In the common case where new data arrives with recent timestamps, step 3 eliminates most segments from consideration, and step 4 quickly confirms that the document is new. The expensive verification in step 5 only happens on bloom filter false positives, which are expected to be rare.

Bloom filter false positive rate: how Elasticsearch keeps it low

One challenge with bloom-filter-based deduplication is controlling the false positive rate without sacrificing the storage efficiency we were after. To size bloom filters effectively, we consider the number of data points in each segment and target both a low false positive rate and a bit set saturation below 50%.

The saturation target serves a specific purpose: When segments are merged, we OR the bit sets rather than rebuilding bloom filters from scratch. This makes merges fast but means the false positive rate converges toward 100% as segments are merged repeatedly. Keeping saturation below 50% before merging buys headroom, delaying that convergence.

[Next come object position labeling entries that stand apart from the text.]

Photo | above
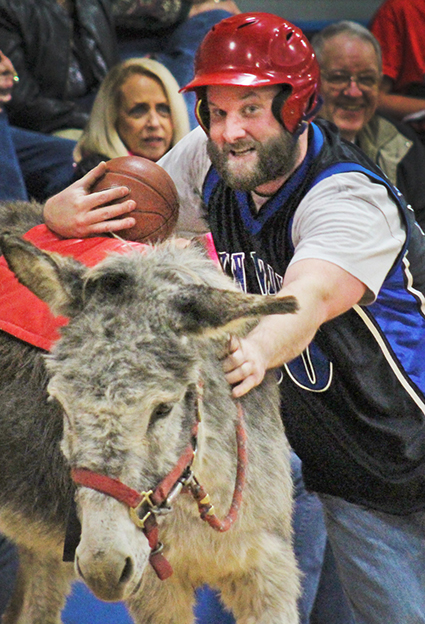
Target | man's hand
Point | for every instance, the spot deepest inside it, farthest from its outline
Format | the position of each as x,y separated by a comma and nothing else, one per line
323,291
7,79
75,212
244,365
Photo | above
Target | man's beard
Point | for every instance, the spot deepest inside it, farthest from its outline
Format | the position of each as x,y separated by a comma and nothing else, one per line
275,157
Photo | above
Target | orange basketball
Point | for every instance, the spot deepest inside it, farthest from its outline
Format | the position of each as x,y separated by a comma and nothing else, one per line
157,202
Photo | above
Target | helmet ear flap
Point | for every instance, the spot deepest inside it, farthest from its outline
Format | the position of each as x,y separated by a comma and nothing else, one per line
291,111
278,104
202,112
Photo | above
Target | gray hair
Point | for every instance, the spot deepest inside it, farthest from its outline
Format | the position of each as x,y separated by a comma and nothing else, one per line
351,29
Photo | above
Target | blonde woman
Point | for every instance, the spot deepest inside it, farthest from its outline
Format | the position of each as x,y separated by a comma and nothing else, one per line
138,110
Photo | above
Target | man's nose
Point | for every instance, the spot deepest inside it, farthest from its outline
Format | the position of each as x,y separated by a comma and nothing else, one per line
352,89
234,129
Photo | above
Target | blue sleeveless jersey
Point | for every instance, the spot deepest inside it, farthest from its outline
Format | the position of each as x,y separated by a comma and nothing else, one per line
353,403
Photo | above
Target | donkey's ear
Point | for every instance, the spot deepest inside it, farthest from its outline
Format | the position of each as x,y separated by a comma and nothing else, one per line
55,279
207,310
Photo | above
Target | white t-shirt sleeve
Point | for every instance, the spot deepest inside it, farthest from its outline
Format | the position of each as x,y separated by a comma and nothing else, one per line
188,164
352,222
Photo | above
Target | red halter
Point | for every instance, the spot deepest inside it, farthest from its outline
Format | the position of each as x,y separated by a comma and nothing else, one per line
145,506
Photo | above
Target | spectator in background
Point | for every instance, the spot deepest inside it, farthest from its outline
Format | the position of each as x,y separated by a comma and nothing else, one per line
62,50
350,60
138,110
32,165
169,31
399,26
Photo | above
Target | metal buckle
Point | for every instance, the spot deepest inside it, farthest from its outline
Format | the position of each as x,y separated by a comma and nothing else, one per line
133,511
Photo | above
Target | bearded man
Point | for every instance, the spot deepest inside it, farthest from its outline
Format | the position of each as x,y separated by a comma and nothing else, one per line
295,210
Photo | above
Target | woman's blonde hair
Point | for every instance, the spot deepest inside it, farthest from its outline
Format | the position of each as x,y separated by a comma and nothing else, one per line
100,134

The low false positive rate target is justified by access patterns: Recent segments are checked far more often than older ones, since we prune the search space based on data point timestamps. Older, heavily merged segments with degraded bloom filters are unlikely to be checked.

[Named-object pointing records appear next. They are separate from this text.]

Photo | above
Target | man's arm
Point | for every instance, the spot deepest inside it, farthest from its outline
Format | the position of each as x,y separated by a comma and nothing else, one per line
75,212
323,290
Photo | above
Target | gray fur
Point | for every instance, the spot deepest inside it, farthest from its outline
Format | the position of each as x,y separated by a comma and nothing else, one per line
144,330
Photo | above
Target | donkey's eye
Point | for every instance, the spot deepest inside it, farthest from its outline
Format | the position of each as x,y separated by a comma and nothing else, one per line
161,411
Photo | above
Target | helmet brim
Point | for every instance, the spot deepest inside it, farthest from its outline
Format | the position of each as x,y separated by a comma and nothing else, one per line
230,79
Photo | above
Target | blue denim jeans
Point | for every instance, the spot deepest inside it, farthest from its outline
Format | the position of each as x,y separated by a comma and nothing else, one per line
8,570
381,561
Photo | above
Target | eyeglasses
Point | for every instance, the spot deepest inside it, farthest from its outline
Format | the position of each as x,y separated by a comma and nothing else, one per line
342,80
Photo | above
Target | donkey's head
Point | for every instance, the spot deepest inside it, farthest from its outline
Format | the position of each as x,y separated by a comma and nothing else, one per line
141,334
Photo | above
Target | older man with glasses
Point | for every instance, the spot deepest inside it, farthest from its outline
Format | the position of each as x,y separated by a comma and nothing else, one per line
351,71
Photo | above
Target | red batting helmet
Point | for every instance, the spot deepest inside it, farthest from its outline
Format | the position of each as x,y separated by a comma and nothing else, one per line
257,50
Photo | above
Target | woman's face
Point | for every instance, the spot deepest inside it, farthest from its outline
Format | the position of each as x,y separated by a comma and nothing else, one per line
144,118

Synthetic _id performance benchmarks: indexing and storage

We ran extensive benchmarks to validate our implementation.

Indexing throughput

A core goal of this effort was to match or improve on existing indexing throughput. In principle, the new approach does less work: Building an inverted index for _id requires hashing each value, building and maintaining complex data structures in memory, and flushing them to disk. These structures must also be reconstructed during segment merges, adding CPU and I/O overhead in high-throughput use cases.

Building a bloom filter isn't free (we still hash each value), but the memory footprint is smaller and there are no complex data structures to maintain or flush. The bloom filter is also cheap to merge: When possible, we simply OR the bit sets together rather than rebuilding from scratch.

The main cost of synthetic _id comes from verifying potential duplicates using doc values. However, this cost is mitigated by two factors: First, bloom filter false positives are rare, so most documents skip this step entirely. Second, time-series indices are sorted by _tsid and @timestamp, which means doc value lookups can skip large blocks of nonmatching documents efficiently.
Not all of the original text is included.